What is flourishing?
In the introduction to St Teresa of Avila's book The Interior Castle, translator Mirabai Starr writes this:
Listen. Softly, the One you love is calling. Listen... Be brave and walk through the country of your own wild heart. Be gentle and know that you know nothing. Be mindful and remember that every moment can be a prayer. Melting butter, scrambling eggs, lifting fork to mouth, praising God... Losing your temper and your dignity with someone you love, praising God. Balancing ecstasy with clear thinking, self-control with abandon. Be still. Listen. Keep walking.
This is a picture of flourishing in the everyday.
Flourishing is participation and openness in a continually unfolding process, no matter where you are or what you are doing. It involves the overlap of deep rootedness and a profound becoming all at the same time. It is not dialectical; that is, it can accept, hold, and observe many seemingly contradictory realities while releasing internal and external narratives that tend to draw us to stasis.

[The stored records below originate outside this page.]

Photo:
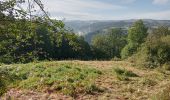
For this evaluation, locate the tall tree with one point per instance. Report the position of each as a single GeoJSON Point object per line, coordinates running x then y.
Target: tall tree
{"type": "Point", "coordinates": [136, 36]}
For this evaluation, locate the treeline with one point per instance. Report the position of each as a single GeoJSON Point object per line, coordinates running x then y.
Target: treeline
{"type": "Point", "coordinates": [145, 47]}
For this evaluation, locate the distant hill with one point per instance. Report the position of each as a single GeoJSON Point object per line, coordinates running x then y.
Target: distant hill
{"type": "Point", "coordinates": [90, 28]}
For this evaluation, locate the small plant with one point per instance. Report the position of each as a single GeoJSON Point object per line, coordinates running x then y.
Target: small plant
{"type": "Point", "coordinates": [162, 95]}
{"type": "Point", "coordinates": [123, 74]}
{"type": "Point", "coordinates": [64, 78]}
{"type": "Point", "coordinates": [166, 66]}
{"type": "Point", "coordinates": [148, 82]}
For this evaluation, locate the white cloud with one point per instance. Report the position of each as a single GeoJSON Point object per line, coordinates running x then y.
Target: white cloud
{"type": "Point", "coordinates": [160, 2]}
{"type": "Point", "coordinates": [99, 10]}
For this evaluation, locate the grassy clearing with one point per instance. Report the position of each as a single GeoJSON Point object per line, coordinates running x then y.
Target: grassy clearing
{"type": "Point", "coordinates": [68, 79]}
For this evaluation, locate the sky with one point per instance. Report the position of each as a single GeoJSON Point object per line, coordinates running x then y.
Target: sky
{"type": "Point", "coordinates": [108, 9]}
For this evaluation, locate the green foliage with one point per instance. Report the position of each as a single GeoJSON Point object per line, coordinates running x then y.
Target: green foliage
{"type": "Point", "coordinates": [64, 78]}
{"type": "Point", "coordinates": [166, 66]}
{"type": "Point", "coordinates": [110, 43]}
{"type": "Point", "coordinates": [123, 74]}
{"type": "Point", "coordinates": [136, 36]}
{"type": "Point", "coordinates": [162, 95]}
{"type": "Point", "coordinates": [22, 40]}
{"type": "Point", "coordinates": [156, 50]}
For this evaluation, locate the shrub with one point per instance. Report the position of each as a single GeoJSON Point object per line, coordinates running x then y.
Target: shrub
{"type": "Point", "coordinates": [166, 66]}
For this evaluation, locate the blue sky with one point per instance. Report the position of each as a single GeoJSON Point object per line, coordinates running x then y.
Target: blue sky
{"type": "Point", "coordinates": [108, 9]}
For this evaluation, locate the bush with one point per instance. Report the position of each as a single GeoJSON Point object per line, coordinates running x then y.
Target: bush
{"type": "Point", "coordinates": [64, 78]}
{"type": "Point", "coordinates": [162, 95]}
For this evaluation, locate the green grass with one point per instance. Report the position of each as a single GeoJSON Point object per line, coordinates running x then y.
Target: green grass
{"type": "Point", "coordinates": [68, 79]}
{"type": "Point", "coordinates": [123, 74]}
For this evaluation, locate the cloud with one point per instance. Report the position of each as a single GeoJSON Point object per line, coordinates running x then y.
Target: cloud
{"type": "Point", "coordinates": [100, 10]}
{"type": "Point", "coordinates": [71, 9]}
{"type": "Point", "coordinates": [160, 2]}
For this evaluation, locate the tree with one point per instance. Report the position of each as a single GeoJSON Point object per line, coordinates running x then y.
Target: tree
{"type": "Point", "coordinates": [155, 52]}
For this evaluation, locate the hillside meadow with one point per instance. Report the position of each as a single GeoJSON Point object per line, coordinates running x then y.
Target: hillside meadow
{"type": "Point", "coordinates": [102, 80]}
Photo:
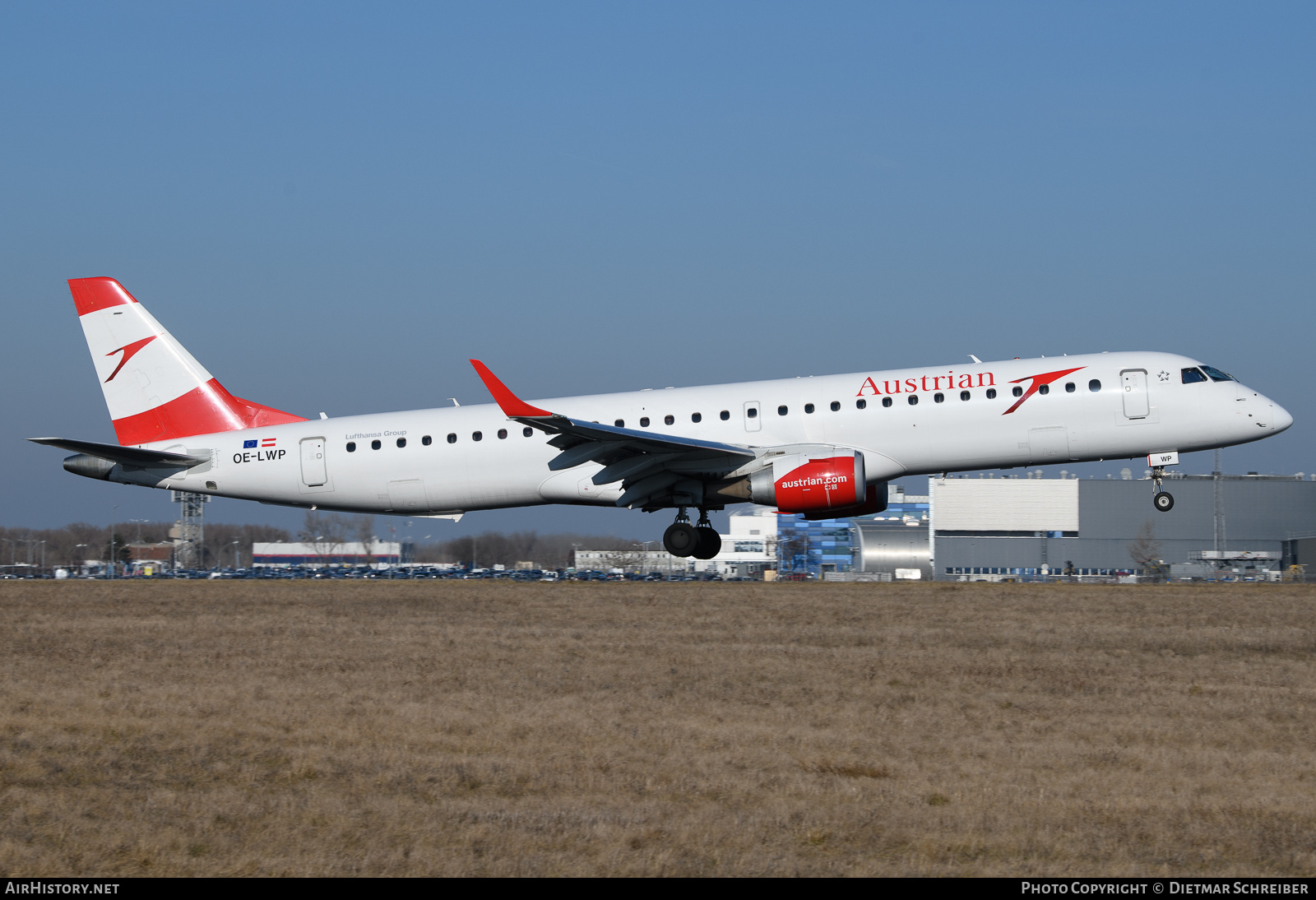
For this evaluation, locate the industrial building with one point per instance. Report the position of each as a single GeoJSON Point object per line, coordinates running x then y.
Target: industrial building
{"type": "Point", "coordinates": [991, 528]}
{"type": "Point", "coordinates": [378, 554]}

Flourishing acknowledges and validates experiences of suffering, division, fear, prejudice, injustice, and fragmentation, and prompts those who benefit from the systems of this world to move toward those who are diminished and exploited by such powers. Flourishing does not permit any individual to escape from reality, but bestows dignity and invites refuge in the midst of reality. Soren Kierkegaard long ago described faith as being the practice of peace and rootedness which enables individuals and communities to stand firmly in rich, nourishing soil, even in the very eye of chaos. (This, in fact, is what the title of this website—Life in the Whirlwind—is all about!)
Flourishing is not the elevation of the individual, but the whole. Independent (one person) flourishing that does not cultivate interdependent (for-the-whole) flourishing may be what we call the American Dream, but it's not part of God's blueprint and will therefore ultimately not work. We are all made to embody and enjoy both individual and communal wholeness. Just as a mother is only as happy as her least happy child, so an individual can only flourish as much as the least-allowed-to-flourish member of that community (local or global). Flourishing always embodies the truth that God's image is to be recognized and honored in all.